There have been a few cases recently where I’ve noticed two test cases in the same lit test that do the same thing except invert the CHECK, to show that something is NOT present. I’m talking about something like the following:

RUN: llvm-sometool --print-string | FileCheck %s --check-prefix=STRING

RUN: llvm-sometool --no-print-string | FileCheck %s --check-prefix=NO-STRING

STRING: This is the string

NO-STRING-NOT: This is the string

In such cases, as can be seen, the CHECK line effectively has to be duplicated (either in an explicit check like in the above example, or via --implicit-check-not).
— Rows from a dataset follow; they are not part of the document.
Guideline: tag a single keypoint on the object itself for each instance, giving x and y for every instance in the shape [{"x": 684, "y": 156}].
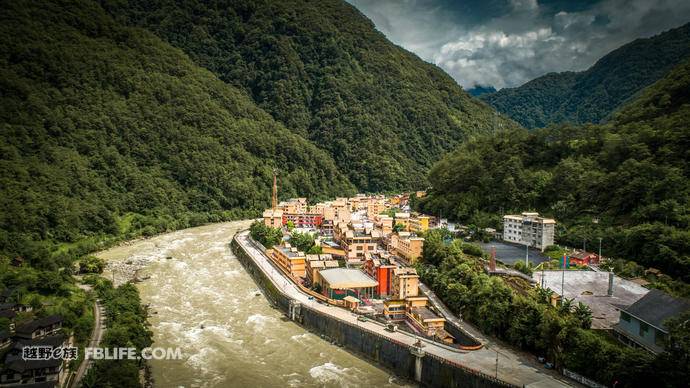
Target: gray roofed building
[
  {"x": 656, "y": 307},
  {"x": 643, "y": 323}
]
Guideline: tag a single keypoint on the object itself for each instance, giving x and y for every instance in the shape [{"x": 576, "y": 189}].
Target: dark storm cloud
[{"x": 504, "y": 43}]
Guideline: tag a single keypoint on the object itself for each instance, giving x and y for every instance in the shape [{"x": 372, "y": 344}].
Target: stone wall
[{"x": 395, "y": 356}]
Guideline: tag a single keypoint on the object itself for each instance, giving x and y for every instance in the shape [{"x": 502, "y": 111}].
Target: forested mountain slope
[
  {"x": 592, "y": 95},
  {"x": 107, "y": 129},
  {"x": 631, "y": 174},
  {"x": 322, "y": 69}
]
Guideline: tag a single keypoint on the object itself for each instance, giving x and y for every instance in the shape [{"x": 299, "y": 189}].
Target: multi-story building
[
  {"x": 405, "y": 283},
  {"x": 273, "y": 218},
  {"x": 529, "y": 229},
  {"x": 375, "y": 207},
  {"x": 419, "y": 223},
  {"x": 642, "y": 324},
  {"x": 384, "y": 223},
  {"x": 380, "y": 268},
  {"x": 402, "y": 219},
  {"x": 406, "y": 245},
  {"x": 290, "y": 259},
  {"x": 356, "y": 239},
  {"x": 303, "y": 220}
]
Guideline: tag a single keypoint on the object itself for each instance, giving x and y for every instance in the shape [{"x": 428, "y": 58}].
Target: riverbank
[
  {"x": 204, "y": 302},
  {"x": 444, "y": 367}
]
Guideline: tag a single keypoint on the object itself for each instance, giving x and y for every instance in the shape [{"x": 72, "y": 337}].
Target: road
[
  {"x": 512, "y": 368},
  {"x": 96, "y": 336}
]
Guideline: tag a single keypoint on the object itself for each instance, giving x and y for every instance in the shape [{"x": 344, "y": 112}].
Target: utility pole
[
  {"x": 563, "y": 279},
  {"x": 600, "y": 249},
  {"x": 496, "y": 364},
  {"x": 274, "y": 197}
]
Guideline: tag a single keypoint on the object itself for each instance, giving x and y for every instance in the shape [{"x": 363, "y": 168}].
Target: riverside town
[{"x": 344, "y": 193}]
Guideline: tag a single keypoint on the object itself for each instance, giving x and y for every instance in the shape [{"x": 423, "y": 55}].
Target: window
[{"x": 660, "y": 339}]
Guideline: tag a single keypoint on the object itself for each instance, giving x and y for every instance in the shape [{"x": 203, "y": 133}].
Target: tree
[
  {"x": 91, "y": 264},
  {"x": 566, "y": 305},
  {"x": 302, "y": 241}
]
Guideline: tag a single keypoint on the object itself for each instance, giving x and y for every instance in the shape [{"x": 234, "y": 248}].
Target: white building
[{"x": 529, "y": 229}]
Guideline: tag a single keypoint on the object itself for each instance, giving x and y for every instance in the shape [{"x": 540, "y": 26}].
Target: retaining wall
[{"x": 390, "y": 354}]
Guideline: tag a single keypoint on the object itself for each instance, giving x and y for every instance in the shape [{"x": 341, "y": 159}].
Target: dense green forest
[
  {"x": 591, "y": 96},
  {"x": 322, "y": 69},
  {"x": 107, "y": 130},
  {"x": 523, "y": 317},
  {"x": 627, "y": 181}
]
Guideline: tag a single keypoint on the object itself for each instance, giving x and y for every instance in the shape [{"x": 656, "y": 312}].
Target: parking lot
[{"x": 509, "y": 253}]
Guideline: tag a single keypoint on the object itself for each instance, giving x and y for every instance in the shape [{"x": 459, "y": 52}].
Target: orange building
[{"x": 290, "y": 259}]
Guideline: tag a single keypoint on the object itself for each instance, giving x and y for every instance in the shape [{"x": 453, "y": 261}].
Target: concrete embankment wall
[{"x": 392, "y": 355}]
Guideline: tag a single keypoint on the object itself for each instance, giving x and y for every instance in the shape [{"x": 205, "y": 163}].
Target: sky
[{"x": 505, "y": 43}]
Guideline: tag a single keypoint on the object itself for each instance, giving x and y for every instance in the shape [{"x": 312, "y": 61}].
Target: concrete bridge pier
[{"x": 294, "y": 310}]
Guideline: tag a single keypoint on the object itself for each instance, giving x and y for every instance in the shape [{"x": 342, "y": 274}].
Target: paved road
[
  {"x": 96, "y": 336},
  {"x": 512, "y": 368}
]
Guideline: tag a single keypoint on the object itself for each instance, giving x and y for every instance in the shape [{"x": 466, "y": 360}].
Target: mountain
[
  {"x": 592, "y": 95},
  {"x": 630, "y": 174},
  {"x": 108, "y": 130},
  {"x": 479, "y": 90},
  {"x": 324, "y": 71}
]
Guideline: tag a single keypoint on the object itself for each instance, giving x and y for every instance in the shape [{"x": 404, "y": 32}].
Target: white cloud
[{"x": 523, "y": 42}]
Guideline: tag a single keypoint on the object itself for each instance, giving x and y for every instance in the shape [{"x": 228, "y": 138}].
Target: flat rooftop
[
  {"x": 343, "y": 278},
  {"x": 590, "y": 288}
]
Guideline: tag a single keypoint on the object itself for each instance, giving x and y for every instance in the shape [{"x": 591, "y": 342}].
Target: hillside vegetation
[
  {"x": 322, "y": 69},
  {"x": 627, "y": 181},
  {"x": 591, "y": 96},
  {"x": 107, "y": 130}
]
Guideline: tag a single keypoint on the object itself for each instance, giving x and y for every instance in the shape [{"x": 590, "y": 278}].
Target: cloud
[{"x": 505, "y": 43}]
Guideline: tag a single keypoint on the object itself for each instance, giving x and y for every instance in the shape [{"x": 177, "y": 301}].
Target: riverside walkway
[{"x": 512, "y": 368}]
Duplication is generally bad, especially in this sort of case, as it only takes a typo in the NOT pattern, or a careless developer/reviewer pair changing the output to cause the NOT pattern to no longer be useful.

I’d like to propose a new FileCheck option (e.g. --check-not-prefix/–check-not-prefixes) which allows implicitly converting a check prefix to a -NOT version of the same prefix. That would allow writing the above example as:

RUN: llvm-sometool --print-string | FileCheck %s --check-prefix=STRING

RUN: llvm-sometool --no-print-string | FileCheck %s --check-not-prefix=STRING

STRING: This is the string

If there was a typo or somebody changed the string output, this mechanism would ensure there is no chance of the pattern rotting.

Caveat: I don’t know what would be the appropriate way of handling non-trivial checks, i.e. existing CHECK-NOT/CHECK-NEXT/CHECK-SAME etc. I’d appreciate any ideas on this.

Thoughts?

James

Hi James,

I feel it might be confusing to have a CHECK becomes effectively a CHECK-NOT, especially if the RUN line is far from the CHECK line (which is often the case when a single RUN line drives several groups of CHECK directives (e.g. code generation tested for several functions for a specific feature, like PIC). You also loose control on where the NOT should be: it would have to be at the same location as the CHECK even though for the NOT case you might want to check it somewhere else.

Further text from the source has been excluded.